South Korean manufacturing company

Asia Cement Co. Ltd. is South Korea's cement, concrete, and chemical company headquartered in Seoul, Korea. Established in 1957, the company primarily produces remicon and portland cement. Asia Cement Co., Ltd. is one of the three largest cement manufacturing companies in Korea.

In 2018, which marked the company's 62nd anniversary, it acquired HALLA Cement Corp. from Lafarge Cement Co. Asia Cement is the nation's key industrial, manufacturing company with 1,000 employees and annual production capacity of 15 million tons of cement and 3.6 million cubic meters of ready-mixed concrete. Headquartered in Gangnam, Seoul, it oversees 9 branch factories and service stations located in Jechon, Anyang, Suwon, Yongin, Daejun and Daegu as well as ten remicon manufacturing factories.

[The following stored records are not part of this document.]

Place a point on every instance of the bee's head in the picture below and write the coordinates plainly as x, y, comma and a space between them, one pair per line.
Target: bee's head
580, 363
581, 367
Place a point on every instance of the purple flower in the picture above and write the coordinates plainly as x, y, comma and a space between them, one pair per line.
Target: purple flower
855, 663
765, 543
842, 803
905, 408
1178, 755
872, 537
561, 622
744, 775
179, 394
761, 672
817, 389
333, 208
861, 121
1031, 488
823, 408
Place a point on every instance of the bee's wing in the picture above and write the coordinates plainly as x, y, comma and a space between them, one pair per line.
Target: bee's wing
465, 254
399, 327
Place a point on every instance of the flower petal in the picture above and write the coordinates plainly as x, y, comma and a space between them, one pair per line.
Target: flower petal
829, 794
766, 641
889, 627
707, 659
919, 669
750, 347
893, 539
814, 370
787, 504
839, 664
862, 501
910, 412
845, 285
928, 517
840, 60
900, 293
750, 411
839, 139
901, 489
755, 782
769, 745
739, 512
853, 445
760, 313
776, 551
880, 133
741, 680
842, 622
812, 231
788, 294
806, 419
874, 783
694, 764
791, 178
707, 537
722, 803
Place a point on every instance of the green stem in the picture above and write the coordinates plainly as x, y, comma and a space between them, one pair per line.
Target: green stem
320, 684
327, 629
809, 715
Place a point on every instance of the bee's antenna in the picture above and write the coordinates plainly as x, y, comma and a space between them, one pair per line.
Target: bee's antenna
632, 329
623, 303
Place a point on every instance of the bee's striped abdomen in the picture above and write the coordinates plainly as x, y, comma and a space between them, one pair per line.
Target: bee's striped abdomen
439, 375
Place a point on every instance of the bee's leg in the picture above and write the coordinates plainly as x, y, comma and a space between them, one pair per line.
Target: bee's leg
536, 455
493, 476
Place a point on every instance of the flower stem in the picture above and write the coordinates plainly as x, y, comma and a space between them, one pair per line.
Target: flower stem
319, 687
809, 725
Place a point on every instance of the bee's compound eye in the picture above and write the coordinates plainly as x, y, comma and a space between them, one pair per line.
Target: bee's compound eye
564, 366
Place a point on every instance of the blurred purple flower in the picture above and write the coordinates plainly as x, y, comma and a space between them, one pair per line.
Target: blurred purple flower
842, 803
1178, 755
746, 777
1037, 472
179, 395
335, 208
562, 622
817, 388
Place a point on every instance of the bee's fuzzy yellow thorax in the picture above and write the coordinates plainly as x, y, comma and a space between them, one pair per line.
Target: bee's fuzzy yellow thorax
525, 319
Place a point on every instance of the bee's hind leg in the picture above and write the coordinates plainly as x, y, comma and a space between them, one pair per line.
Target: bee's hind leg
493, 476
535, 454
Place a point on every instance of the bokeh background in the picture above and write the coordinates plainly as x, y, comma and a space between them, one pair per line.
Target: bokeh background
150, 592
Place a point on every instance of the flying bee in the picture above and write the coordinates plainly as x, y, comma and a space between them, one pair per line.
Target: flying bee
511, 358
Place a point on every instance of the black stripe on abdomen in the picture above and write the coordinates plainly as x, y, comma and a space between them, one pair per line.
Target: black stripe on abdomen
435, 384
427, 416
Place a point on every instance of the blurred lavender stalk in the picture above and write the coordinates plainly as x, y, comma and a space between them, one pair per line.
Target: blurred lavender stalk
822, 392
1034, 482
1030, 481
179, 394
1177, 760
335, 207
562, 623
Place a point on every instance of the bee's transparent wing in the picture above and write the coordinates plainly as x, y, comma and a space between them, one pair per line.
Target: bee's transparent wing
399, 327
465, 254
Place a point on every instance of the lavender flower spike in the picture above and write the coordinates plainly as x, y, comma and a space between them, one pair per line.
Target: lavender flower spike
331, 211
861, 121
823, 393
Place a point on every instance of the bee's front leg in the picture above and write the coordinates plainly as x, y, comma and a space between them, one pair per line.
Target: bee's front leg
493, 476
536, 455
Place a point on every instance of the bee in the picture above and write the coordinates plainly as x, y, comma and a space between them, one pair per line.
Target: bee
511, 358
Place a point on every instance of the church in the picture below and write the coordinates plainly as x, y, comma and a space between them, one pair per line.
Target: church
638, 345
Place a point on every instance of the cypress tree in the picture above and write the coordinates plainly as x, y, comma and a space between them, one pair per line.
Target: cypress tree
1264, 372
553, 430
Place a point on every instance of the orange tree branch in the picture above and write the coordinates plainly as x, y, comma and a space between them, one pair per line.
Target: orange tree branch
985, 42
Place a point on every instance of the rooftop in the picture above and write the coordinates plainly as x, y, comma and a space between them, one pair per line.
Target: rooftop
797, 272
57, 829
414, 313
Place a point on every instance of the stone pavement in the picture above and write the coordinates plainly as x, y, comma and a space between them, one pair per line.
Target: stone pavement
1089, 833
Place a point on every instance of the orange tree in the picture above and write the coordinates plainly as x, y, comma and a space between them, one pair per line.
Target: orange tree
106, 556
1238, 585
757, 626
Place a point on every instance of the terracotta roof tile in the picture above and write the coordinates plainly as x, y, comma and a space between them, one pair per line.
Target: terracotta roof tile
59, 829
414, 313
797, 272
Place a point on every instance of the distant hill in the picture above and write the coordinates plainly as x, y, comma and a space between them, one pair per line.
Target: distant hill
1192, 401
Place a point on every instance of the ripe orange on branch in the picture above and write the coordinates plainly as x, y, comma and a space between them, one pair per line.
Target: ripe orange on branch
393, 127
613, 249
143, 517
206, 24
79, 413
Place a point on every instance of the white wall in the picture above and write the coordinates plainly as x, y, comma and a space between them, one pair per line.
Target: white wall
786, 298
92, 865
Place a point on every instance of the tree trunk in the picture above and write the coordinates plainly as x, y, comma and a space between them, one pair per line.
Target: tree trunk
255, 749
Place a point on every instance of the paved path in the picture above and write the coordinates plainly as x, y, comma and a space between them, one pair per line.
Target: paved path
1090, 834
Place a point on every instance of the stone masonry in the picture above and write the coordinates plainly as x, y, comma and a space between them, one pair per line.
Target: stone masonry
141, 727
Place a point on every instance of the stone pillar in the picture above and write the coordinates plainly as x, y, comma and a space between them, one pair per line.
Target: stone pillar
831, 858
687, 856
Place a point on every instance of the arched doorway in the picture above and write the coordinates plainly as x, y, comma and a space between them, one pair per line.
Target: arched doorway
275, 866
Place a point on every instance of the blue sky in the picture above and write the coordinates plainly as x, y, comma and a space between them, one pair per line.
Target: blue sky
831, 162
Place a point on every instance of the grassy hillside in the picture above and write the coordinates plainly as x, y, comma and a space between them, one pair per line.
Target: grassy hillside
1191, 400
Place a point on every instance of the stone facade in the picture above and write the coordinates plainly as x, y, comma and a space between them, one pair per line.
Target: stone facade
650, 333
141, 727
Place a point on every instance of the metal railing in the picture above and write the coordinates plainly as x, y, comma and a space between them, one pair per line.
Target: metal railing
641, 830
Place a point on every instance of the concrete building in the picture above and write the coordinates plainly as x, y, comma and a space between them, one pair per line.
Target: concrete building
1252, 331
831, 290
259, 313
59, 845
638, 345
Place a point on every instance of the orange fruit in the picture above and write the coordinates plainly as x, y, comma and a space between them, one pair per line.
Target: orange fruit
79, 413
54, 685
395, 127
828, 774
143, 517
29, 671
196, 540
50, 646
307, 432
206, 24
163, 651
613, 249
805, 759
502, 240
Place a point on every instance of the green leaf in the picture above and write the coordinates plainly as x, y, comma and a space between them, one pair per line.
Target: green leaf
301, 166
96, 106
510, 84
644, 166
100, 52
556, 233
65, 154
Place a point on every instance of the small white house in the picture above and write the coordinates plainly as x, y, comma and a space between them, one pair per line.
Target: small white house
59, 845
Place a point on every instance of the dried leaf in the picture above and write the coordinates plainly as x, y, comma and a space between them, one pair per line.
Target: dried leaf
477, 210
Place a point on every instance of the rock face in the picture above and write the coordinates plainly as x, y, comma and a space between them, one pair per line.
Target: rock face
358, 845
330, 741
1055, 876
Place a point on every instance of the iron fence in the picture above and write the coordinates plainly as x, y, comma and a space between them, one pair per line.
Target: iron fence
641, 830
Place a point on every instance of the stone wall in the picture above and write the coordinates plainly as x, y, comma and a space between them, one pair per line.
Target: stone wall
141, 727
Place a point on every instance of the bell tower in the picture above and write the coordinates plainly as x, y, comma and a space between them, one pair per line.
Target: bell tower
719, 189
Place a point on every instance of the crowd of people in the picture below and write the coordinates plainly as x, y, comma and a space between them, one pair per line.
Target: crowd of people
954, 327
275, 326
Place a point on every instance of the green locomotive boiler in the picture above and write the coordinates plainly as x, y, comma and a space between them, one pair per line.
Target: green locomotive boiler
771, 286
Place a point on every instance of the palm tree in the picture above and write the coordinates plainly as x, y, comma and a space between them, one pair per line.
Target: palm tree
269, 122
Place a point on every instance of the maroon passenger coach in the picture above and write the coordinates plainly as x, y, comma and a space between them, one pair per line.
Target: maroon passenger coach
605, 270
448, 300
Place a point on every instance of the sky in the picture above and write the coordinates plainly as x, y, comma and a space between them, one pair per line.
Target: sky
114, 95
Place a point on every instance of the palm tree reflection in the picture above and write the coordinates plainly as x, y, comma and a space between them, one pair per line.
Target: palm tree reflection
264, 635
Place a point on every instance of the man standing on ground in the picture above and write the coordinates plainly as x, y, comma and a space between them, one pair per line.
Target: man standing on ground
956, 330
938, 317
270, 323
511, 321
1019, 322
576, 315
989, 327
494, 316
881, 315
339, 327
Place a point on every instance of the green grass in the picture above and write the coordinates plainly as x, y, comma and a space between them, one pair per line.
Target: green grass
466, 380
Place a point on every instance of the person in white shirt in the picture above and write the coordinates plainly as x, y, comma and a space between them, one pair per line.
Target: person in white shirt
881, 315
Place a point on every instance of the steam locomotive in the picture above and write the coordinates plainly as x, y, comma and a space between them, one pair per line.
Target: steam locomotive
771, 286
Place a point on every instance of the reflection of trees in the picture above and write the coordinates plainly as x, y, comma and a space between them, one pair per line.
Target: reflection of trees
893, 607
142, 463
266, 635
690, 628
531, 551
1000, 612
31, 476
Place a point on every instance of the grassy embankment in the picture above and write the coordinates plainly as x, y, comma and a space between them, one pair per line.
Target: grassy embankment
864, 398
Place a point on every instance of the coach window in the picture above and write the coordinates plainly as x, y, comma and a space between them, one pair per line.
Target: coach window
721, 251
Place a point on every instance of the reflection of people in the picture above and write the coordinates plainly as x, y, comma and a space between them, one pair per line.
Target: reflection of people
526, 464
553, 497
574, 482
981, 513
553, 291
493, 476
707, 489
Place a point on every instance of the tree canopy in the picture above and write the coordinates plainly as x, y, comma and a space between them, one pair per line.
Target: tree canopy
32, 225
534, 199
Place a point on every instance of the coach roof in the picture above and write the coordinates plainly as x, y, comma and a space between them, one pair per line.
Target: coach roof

Halla Cement, a subsidiary, operates its main factory in Ganagneung and slag cement factories in Gwangyang, Pohang, and Incheon. It also manages nine service stations throughout the country.

The company owns the most productive limestone mine in Korea, projected to last for the next 200 years.

==Current management status==
Asia Cement Co., Ltd. manufactures and sells cement, remicon, and dry mortar, the three major construction materials.

Production was increased with the introduction of a total productive maintenance system in the main factory and in branches. The manufacturing cost was reduced by the reuse of waste material at the Jechon Factory, which is fully equipped with recycling facilities.

In 2017, the company increased its annual sales to about 461 billion won and net income to 55 billion won. Overall, the Asia Group, including all subsidiaries in industries of cement, paper, amusement park and venture capital recorded annual sales of 1,197 billion won and net income of 73 billion won and 1,816 billion won in total assets.

==Subsidiaries==
Halla Cement Corp. and Asia Industry Development Co., Ltd. manufacture cement-related products and aggregates.

Subsidiaries also include Asia Paper Manufacturing Co., the largest industrial paper producer in Korea, and Jeil Industry, a producer of cardboards. Other paper-related subsidiaries are Yujin Paper and A-Pack and Kyung-San paper.

It also owns and operates Gyeongju world resort, an amusement theme park in the Youngnam region, and Wooshin Development Finance Co. Ltd., a venture capital investment firm.